Monday, 6 February 2012

Not quite Jewish latkes

Today's recipe will be mostly in picture form. Also, awkwardly formatted.

Grate potatoes, carrots and onions and drain for a while, pressing to remove as much juice as possible. This is a great way to make a mess of your kitchen. I used an ancient box grater. Two hours later and I'm still tearing up from the onions.

Run the piece of stale bread through the food processor. I tried the box grater but it didn't work at all. Mix everything up in a bowl, adding lots of salt and pepper. I ended up doubling up the thyme showing.

Pan fry large spoonfuls in a mixture of butter and olive oil. The oil prevents butter from burning while keeping the great taste of butter. One thing I learned about pan frying on an electric stove top is to give them a half turn, halfway through the fry time. This ensures even browning. Also, be sure to pat down the patties firmly to keep them together better.

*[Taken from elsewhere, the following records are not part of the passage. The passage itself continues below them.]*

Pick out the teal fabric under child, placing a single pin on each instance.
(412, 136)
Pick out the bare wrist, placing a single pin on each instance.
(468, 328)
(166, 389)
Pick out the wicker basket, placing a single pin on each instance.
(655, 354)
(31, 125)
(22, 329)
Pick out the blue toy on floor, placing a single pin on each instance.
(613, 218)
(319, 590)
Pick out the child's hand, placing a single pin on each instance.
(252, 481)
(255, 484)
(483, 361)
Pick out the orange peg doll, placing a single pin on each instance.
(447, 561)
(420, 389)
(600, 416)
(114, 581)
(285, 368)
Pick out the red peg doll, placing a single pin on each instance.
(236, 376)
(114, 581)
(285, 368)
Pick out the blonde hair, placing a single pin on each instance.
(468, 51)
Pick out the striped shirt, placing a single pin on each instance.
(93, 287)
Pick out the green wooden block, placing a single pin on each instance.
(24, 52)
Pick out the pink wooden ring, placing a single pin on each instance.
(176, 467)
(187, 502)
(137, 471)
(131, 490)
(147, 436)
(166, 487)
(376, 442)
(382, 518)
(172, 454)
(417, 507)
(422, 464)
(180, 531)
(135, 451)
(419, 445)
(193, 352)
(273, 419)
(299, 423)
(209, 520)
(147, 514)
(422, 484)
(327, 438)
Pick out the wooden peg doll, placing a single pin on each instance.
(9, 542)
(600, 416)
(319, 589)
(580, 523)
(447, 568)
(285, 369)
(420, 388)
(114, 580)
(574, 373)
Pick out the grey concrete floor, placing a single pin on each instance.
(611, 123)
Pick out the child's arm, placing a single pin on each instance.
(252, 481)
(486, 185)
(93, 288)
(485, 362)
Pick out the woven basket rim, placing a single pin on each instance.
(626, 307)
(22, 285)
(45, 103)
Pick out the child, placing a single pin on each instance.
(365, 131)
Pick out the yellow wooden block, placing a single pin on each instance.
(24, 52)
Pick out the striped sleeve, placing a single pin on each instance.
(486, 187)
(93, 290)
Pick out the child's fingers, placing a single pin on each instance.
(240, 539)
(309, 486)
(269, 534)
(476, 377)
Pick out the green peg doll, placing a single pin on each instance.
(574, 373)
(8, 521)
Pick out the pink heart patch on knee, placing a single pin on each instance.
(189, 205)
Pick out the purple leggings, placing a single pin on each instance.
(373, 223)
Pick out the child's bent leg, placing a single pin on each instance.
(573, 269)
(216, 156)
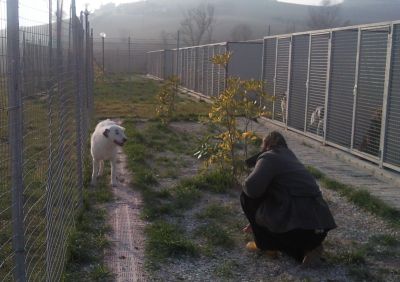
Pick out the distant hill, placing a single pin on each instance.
(146, 20)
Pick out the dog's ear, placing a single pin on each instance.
(105, 133)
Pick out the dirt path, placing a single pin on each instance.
(126, 256)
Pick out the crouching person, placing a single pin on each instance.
(284, 205)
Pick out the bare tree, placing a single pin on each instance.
(241, 32)
(165, 36)
(326, 16)
(197, 25)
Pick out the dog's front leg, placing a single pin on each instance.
(113, 172)
(95, 172)
(101, 168)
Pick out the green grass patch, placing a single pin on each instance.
(215, 235)
(166, 240)
(226, 269)
(88, 240)
(216, 181)
(136, 97)
(214, 212)
(360, 197)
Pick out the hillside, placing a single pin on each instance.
(148, 18)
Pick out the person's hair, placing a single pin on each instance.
(274, 140)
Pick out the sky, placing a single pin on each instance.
(35, 12)
(310, 2)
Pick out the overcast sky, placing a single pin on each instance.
(35, 12)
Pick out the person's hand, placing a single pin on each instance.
(247, 229)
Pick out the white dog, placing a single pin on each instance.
(105, 139)
(317, 119)
(283, 109)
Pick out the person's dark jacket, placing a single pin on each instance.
(291, 196)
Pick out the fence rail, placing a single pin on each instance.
(339, 86)
(46, 102)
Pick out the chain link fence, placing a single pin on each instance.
(46, 101)
(339, 86)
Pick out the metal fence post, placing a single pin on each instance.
(308, 82)
(129, 54)
(15, 132)
(78, 113)
(327, 86)
(386, 95)
(276, 66)
(288, 82)
(355, 89)
(177, 55)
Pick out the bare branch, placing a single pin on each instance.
(197, 25)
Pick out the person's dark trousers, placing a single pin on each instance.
(294, 243)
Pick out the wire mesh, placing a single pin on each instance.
(298, 81)
(53, 81)
(6, 251)
(342, 79)
(392, 141)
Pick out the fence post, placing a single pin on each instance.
(177, 55)
(287, 94)
(275, 70)
(78, 113)
(355, 89)
(15, 134)
(87, 62)
(327, 86)
(386, 95)
(129, 53)
(308, 82)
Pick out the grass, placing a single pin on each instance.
(215, 212)
(226, 269)
(134, 97)
(166, 240)
(360, 197)
(215, 235)
(88, 240)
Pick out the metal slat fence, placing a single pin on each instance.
(46, 103)
(339, 86)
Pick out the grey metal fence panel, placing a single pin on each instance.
(189, 67)
(246, 61)
(210, 71)
(269, 57)
(215, 73)
(168, 63)
(199, 70)
(298, 82)
(222, 72)
(281, 83)
(369, 97)
(317, 82)
(392, 142)
(341, 89)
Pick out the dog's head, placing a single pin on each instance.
(116, 134)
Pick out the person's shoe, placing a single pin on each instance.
(247, 229)
(251, 246)
(313, 258)
(272, 254)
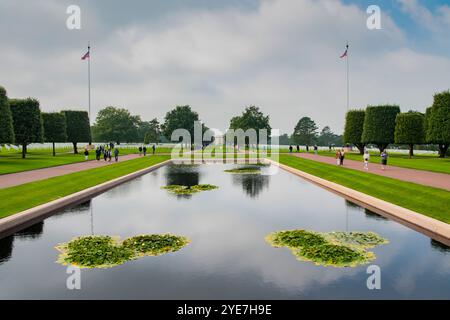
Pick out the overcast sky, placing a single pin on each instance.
(219, 56)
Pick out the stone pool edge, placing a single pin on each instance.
(30, 216)
(431, 227)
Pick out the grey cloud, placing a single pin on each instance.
(281, 55)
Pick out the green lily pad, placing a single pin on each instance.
(244, 170)
(337, 249)
(107, 252)
(181, 190)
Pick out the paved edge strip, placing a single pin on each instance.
(431, 227)
(9, 224)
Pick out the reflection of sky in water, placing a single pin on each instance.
(228, 257)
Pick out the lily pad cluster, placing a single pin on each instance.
(245, 170)
(107, 252)
(337, 249)
(183, 190)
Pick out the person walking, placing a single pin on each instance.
(338, 157)
(384, 157)
(366, 158)
(342, 157)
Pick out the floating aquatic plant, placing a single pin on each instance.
(179, 189)
(107, 252)
(338, 249)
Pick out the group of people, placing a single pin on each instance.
(316, 149)
(143, 150)
(107, 152)
(366, 157)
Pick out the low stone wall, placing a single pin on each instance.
(28, 217)
(433, 228)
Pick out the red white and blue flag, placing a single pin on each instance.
(345, 54)
(86, 56)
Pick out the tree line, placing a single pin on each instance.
(23, 123)
(386, 124)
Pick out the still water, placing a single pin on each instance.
(228, 257)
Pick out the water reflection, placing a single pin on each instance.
(252, 184)
(369, 214)
(32, 232)
(6, 246)
(438, 246)
(183, 175)
(228, 257)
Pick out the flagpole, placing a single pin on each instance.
(348, 78)
(89, 88)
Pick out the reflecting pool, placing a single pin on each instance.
(228, 257)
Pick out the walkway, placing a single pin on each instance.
(14, 179)
(432, 179)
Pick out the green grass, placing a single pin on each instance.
(422, 162)
(430, 201)
(12, 162)
(32, 194)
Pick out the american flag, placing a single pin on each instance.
(345, 54)
(86, 56)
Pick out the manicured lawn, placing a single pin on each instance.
(422, 162)
(430, 201)
(11, 161)
(32, 194)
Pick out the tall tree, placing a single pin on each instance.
(379, 125)
(54, 128)
(6, 122)
(27, 122)
(252, 118)
(438, 122)
(354, 125)
(116, 124)
(409, 129)
(77, 127)
(153, 133)
(305, 132)
(327, 137)
(182, 117)
(284, 139)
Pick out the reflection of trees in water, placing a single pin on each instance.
(252, 184)
(183, 175)
(83, 207)
(353, 205)
(369, 214)
(372, 215)
(6, 246)
(125, 189)
(32, 232)
(436, 245)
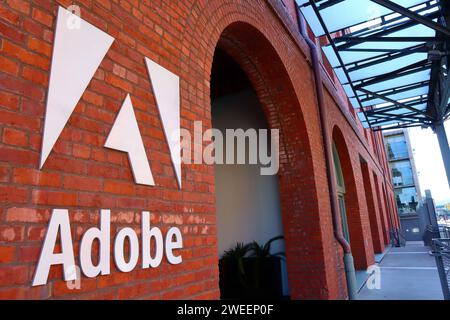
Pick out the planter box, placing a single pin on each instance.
(261, 279)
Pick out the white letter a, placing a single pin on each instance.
(58, 221)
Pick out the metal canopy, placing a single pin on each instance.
(391, 57)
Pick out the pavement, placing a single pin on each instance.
(406, 273)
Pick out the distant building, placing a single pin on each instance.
(405, 181)
(404, 174)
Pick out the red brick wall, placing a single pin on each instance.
(84, 177)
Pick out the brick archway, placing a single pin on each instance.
(354, 221)
(269, 78)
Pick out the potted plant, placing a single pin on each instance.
(251, 271)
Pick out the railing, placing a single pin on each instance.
(444, 232)
(441, 252)
(431, 233)
(397, 238)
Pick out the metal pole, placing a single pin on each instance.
(439, 129)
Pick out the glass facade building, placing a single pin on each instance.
(404, 176)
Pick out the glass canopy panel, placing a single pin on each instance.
(387, 66)
(398, 96)
(397, 71)
(344, 14)
(416, 77)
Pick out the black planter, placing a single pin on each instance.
(261, 278)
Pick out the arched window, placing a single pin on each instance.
(341, 193)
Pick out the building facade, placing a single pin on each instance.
(403, 170)
(222, 53)
(408, 196)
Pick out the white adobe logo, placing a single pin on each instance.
(77, 54)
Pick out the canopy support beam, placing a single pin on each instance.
(439, 129)
(413, 16)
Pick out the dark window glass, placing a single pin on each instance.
(406, 199)
(402, 174)
(396, 147)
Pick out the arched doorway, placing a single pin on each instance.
(308, 238)
(247, 201)
(348, 203)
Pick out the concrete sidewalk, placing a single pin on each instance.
(407, 273)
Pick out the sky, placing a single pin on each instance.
(429, 164)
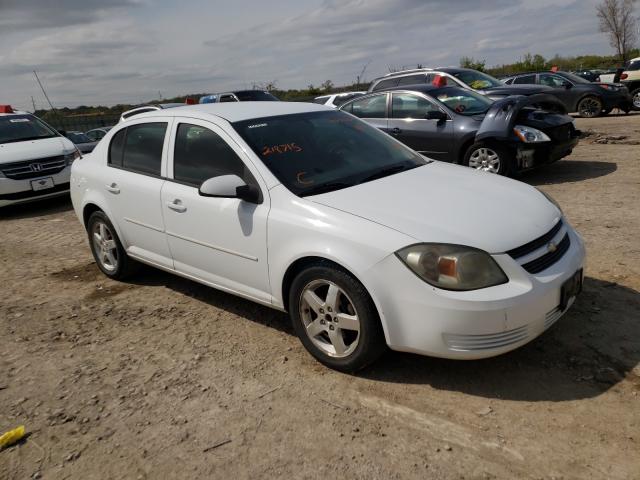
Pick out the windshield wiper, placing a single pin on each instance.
(385, 172)
(326, 187)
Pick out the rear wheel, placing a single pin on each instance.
(492, 158)
(107, 249)
(335, 318)
(590, 107)
(635, 95)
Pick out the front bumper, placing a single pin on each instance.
(482, 323)
(20, 191)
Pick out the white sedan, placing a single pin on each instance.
(312, 211)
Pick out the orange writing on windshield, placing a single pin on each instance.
(282, 148)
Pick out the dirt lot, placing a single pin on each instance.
(149, 379)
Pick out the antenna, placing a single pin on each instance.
(45, 93)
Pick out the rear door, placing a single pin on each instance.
(372, 109)
(222, 241)
(407, 122)
(134, 179)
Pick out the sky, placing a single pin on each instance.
(90, 52)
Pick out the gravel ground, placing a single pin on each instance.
(162, 377)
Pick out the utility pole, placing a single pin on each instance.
(43, 91)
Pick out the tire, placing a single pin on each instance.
(635, 99)
(107, 249)
(335, 318)
(490, 157)
(589, 107)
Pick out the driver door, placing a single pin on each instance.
(221, 241)
(407, 122)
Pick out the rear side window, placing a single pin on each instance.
(201, 154)
(143, 147)
(527, 79)
(370, 107)
(391, 82)
(412, 79)
(116, 147)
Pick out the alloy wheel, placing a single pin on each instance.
(485, 159)
(329, 318)
(590, 107)
(104, 245)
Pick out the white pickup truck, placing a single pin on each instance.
(35, 160)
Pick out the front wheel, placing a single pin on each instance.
(107, 249)
(590, 107)
(489, 158)
(335, 318)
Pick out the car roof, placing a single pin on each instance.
(239, 111)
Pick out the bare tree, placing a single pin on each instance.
(619, 23)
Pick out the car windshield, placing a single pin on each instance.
(462, 101)
(255, 96)
(574, 78)
(317, 152)
(20, 128)
(77, 137)
(478, 80)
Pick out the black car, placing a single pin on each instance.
(587, 98)
(461, 126)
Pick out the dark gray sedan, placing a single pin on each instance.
(461, 126)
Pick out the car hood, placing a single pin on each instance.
(446, 203)
(34, 149)
(501, 117)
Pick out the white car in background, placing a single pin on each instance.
(35, 159)
(336, 99)
(310, 210)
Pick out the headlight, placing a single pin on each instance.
(530, 134)
(452, 267)
(70, 157)
(552, 200)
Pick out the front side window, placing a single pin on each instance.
(405, 105)
(524, 79)
(201, 154)
(370, 107)
(462, 101)
(21, 128)
(317, 152)
(143, 147)
(551, 80)
(477, 80)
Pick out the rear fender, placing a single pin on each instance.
(501, 116)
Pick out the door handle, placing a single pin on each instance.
(177, 206)
(113, 188)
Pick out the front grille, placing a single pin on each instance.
(534, 245)
(465, 343)
(63, 187)
(34, 168)
(548, 259)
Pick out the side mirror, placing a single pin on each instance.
(230, 186)
(436, 115)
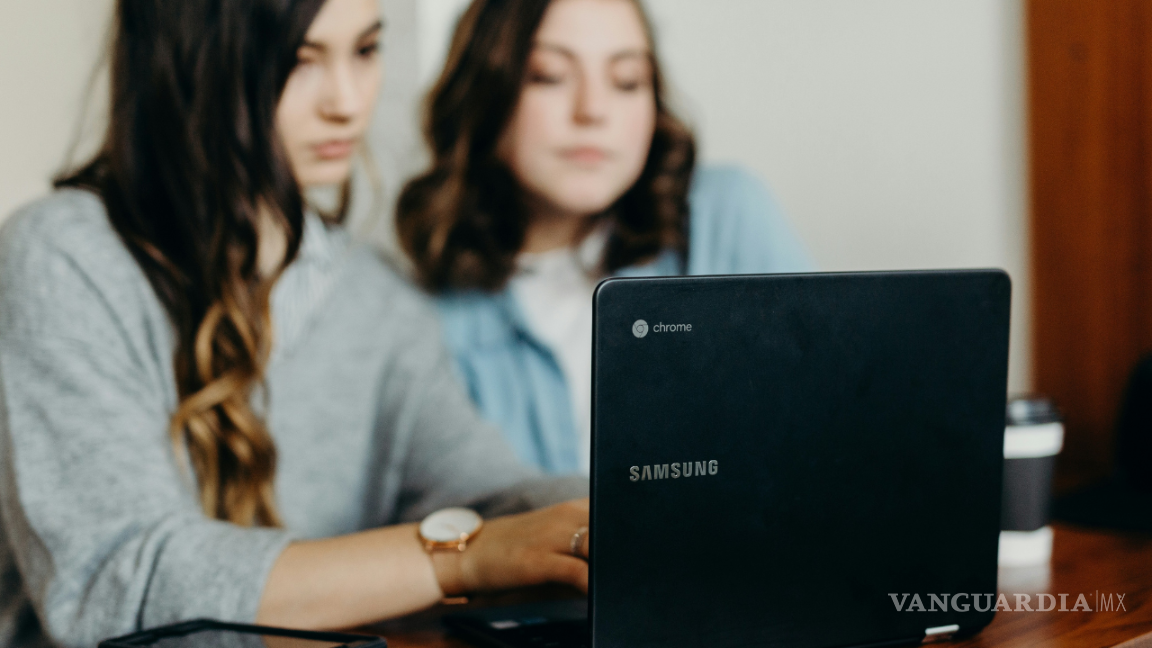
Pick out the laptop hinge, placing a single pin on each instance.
(939, 633)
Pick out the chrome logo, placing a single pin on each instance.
(639, 328)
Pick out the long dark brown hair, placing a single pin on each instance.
(463, 221)
(190, 162)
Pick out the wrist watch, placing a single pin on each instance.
(449, 529)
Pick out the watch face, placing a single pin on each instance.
(449, 525)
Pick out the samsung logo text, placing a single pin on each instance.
(673, 471)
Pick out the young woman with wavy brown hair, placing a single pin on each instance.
(555, 163)
(212, 404)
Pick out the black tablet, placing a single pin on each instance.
(206, 633)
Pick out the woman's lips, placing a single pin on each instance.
(334, 149)
(584, 155)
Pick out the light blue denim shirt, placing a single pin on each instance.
(735, 227)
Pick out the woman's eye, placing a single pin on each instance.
(545, 78)
(370, 50)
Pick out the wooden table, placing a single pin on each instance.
(1084, 562)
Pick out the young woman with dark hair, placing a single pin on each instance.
(555, 163)
(211, 402)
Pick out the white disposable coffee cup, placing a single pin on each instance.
(1033, 437)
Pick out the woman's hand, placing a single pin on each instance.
(521, 550)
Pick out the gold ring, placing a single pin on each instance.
(577, 541)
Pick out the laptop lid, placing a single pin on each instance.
(805, 460)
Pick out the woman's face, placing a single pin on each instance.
(581, 132)
(327, 103)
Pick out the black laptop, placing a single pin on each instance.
(803, 460)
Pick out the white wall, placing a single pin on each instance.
(48, 50)
(892, 130)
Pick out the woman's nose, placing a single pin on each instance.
(342, 98)
(591, 100)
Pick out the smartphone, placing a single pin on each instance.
(207, 633)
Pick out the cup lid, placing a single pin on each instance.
(1031, 411)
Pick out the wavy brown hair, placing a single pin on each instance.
(463, 221)
(189, 166)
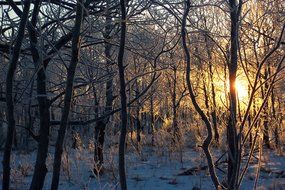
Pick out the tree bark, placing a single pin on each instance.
(208, 140)
(233, 144)
(9, 96)
(124, 119)
(100, 125)
(68, 95)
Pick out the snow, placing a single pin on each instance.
(150, 170)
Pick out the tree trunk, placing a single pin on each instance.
(124, 119)
(208, 140)
(9, 96)
(68, 95)
(233, 144)
(100, 126)
(40, 166)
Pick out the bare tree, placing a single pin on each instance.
(9, 95)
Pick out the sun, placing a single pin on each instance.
(241, 89)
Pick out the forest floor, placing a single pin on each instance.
(155, 169)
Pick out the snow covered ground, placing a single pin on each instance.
(157, 170)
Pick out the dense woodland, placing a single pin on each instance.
(101, 86)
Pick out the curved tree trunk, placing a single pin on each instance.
(209, 137)
(9, 96)
(233, 144)
(68, 95)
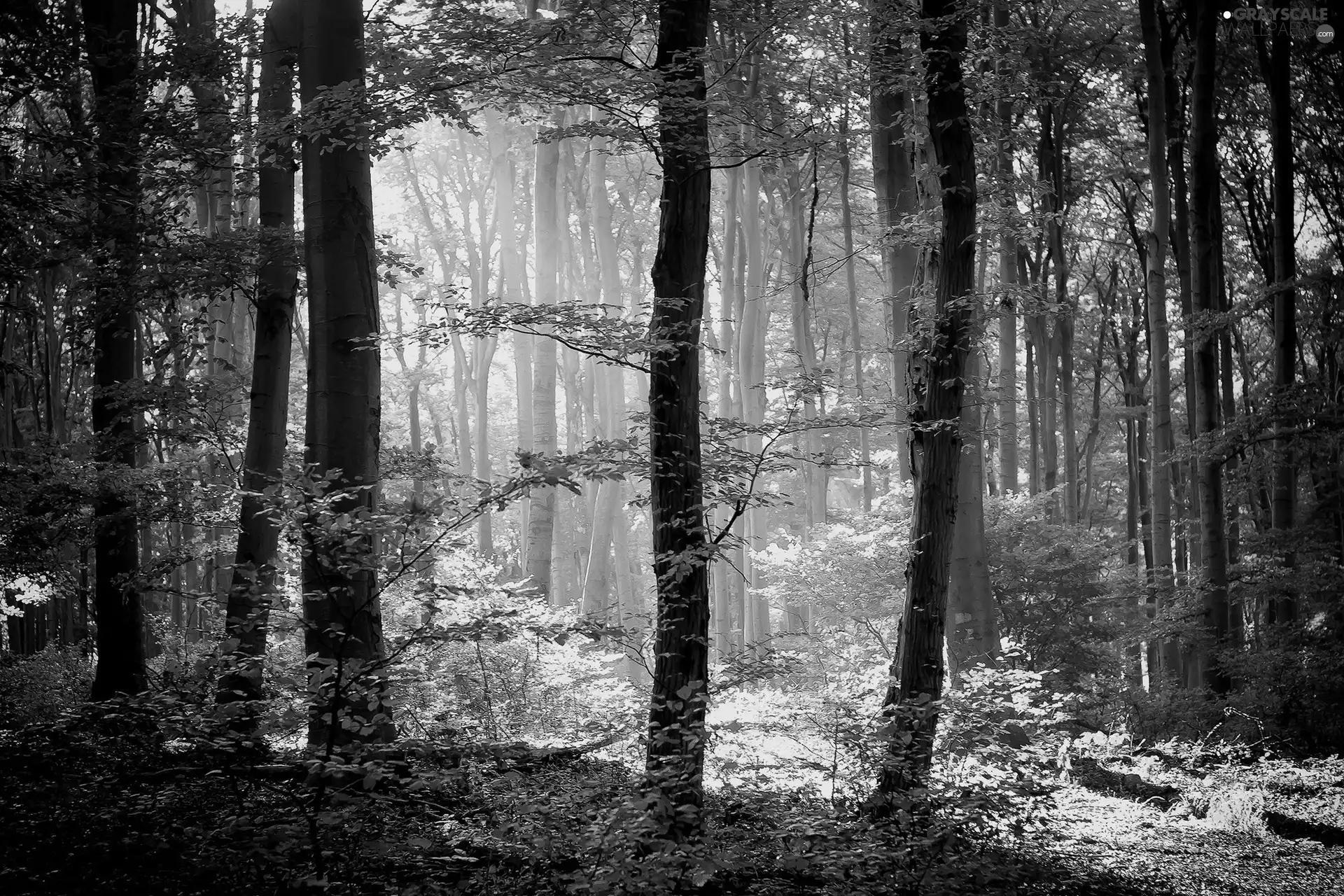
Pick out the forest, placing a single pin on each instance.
(676, 447)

Serve them up with loads of sour cream, fresh cracked black pepper immediately; eat; and enjoy. Grating the root veggies ensures maximal crispy bits on the outside. The thyme really came through and grating the onion helped boost the flavour level significantly without having any big pieces. This would also be great served on a bed of spinach, and or, with bacon. Garlic would have been a good addition too.